週末に Netflix を含め映画をいくつか観たので、今日はその話を中心に更新したい。
まず一つ目はなかむらかずやさんにお勧めいただいた『AIに潜む偏見: 人工知能における公平とは』。
この作品はワタシのアンテナに入ってなかったのだが(みんなどうやって Netflix の新作情報を得ているのだろう?)、観てみるとなるほど、なかむらかずやさんがワタシにレコメンドするのも納得のドキュメンタリーだった(公式サイト)。
Netflix で観れるドキュメンタリー映画としては、『グレート・ハック: SNS史上最悪のスキャンダル』、『監視資本主義: デジタル社会がもたらす光と影』に続く、AI(アルゴリズム)の問題を突くものである。ワタシもかつて「我々は信頼に足るアルゴリズムを見極められるのか?」という文章を書いているが、電子書籍『もうすぐ絶滅するという開かれたウェブについて 続・情報共有の未来」とも共通する問題意識を扱った作品である(と例によってすかさず宣伝)。
本作では『AIには何ができないか』のメレディス・ブルサード、『あなたを支配し、社会を破壊する、AI・ビッグデータの罠』のキャシー・オニール、『ツイッターと催涙ガス』のゼイナップ・トゥフェックチー、『抑圧のアルゴリズム』の Safiya Umoja Noble、『不平等の自動化』の Virginia Eubanks など本ブログでもおなじみの識者が、アルゴリズム支配や顔認識技術の危険性を語る。それらに加え、本作に少しだけ登場する、昨年末 Google を解雇されたことで話題となったティムニット・ゲブル、そして何より本作の狂言回しである MIT メディア・ラボのジョイ・ブオラムウィーニ(Joy Buolamwini)を含め、主要登場人物が全員女性である。識者以外の登場人物もほぼ女性だった。本作の監督も女性だからというわけではないが、このチョイスは絶対意識的なはずだ。果たして同じ問題について日本でドキュメンタリーを作るとして、これを実現できるだろうか?
本作の最初にジョイ・ブオラムウィーニが告発する顔認識技術の人種差別、性差別(白人男性ほど正しく識別される)の話と、その後で展開される顔認識技術の使用による監視社会化の問題は別の話じゃね? と思ったりもするが、上記識者の語りの巧みな編集と本作の最後におけるジョイ・ブオラムウィーニの議会証言でそれらがまとめられ、うまく丸め込まれた印象がある。

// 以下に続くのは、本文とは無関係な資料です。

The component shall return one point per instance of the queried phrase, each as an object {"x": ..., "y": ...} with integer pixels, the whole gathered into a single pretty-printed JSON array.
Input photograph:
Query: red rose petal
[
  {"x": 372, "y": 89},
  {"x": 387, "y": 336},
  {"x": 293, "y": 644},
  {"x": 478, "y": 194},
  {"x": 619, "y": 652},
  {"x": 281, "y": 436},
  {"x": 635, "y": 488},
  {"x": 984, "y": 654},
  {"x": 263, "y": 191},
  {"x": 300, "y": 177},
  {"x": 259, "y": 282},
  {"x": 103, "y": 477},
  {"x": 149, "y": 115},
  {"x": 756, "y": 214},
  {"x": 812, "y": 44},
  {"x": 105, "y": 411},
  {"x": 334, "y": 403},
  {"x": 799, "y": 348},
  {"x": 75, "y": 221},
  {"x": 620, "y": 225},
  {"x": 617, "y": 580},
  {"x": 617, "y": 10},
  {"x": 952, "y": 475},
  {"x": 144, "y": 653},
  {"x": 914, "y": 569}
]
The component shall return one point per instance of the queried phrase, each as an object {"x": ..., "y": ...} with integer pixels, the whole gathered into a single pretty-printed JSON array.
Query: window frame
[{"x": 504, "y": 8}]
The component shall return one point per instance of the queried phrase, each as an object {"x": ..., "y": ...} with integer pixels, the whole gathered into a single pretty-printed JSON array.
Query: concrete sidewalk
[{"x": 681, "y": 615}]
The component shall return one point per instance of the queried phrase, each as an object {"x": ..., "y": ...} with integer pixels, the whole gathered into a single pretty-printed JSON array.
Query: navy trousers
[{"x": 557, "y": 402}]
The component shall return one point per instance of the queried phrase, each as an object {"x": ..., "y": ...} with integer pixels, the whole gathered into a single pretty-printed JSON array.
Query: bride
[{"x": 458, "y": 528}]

……と一見して思ったが、本作鑑賞後にたまたま類似の問題意識のコンテンツをいくつか目にし、そうでもないなと考えを少し改めた。
まず録画しておいたのを見た「町山智浩のアメリカの今を知るTV」で、『監視資本主義の時代』のショシャナ・ズボフが登場して、顔認識技術に法律での規制が必要とかなり強硬な主張をしていてたじろいだ。
それはそうと、番組でもはっきり『監視資本主義の時代』とテロップに表記していたが、邦訳はいったいいつになったら出るんじゃ!
こちらはビッグデータやAI倫理の問題を訴えてきたケイト・クロフォードの記事を取りあげたもの。犯罪捜査で有用と顔認識技術を使っていると、個人の自由と権利を侵害する恐れがあると、特に感情を読み取る AI の危険性が警告されており、これは前述の番組でも強調されていた。
考えてみればケイト・クロフォードも『AIに潜む偏見』に出ていて不思議ではなかったし、彼女の出たばかりの新刊は邦訳が期待されますな。

Atlas of AI: Power, Politics, and the Planetary Costs of Artificial Intelligence
- 作者:Crawford, Kate
- 発売日: 2021/04/06
- メディア: ハードカバー
タイミングよく平和博さんも顔認識技術、特に「感情認識」テクノロジーを扱う AI の問題を取り上げている。その問題とは、人種によるバイアスや「常時監視」によるプライバシーの侵害の懸念であり、『AIに潜む偏見』での告発につながる話なのだ。この問題については意識しておいたほうがよい。
さて、最後に少し本筋から離れた話を書いておくと、『AIに潜む偏見』で狂言回しを務めるジョイ・ブオラムウィーニの詩心が強調されていたのが印象的だった。クライマックスとなる議会証言の後、本作の登場人物たちとリモート会議をするのだが、そこで彼女は Safiya Umoja Noble やキャシー・オニールの書名を織り込んだ詩を得意満面で披露する――と書くと、なんかバカにしているように誤解されるかもしれない。日本語圏のインターネットには「ポエム」という言葉が侮蔑語として使われる文化圏がはっきりあり、というかワタシ自身それをやった過去があるからだ。
先日観た『ノマドランド』でも主人公を支える詩の力が描かれていたなと思い出したりして、本作における主人公の詩心の意義について、作品の趣旨とは違ったところでちょっと考えてしまった。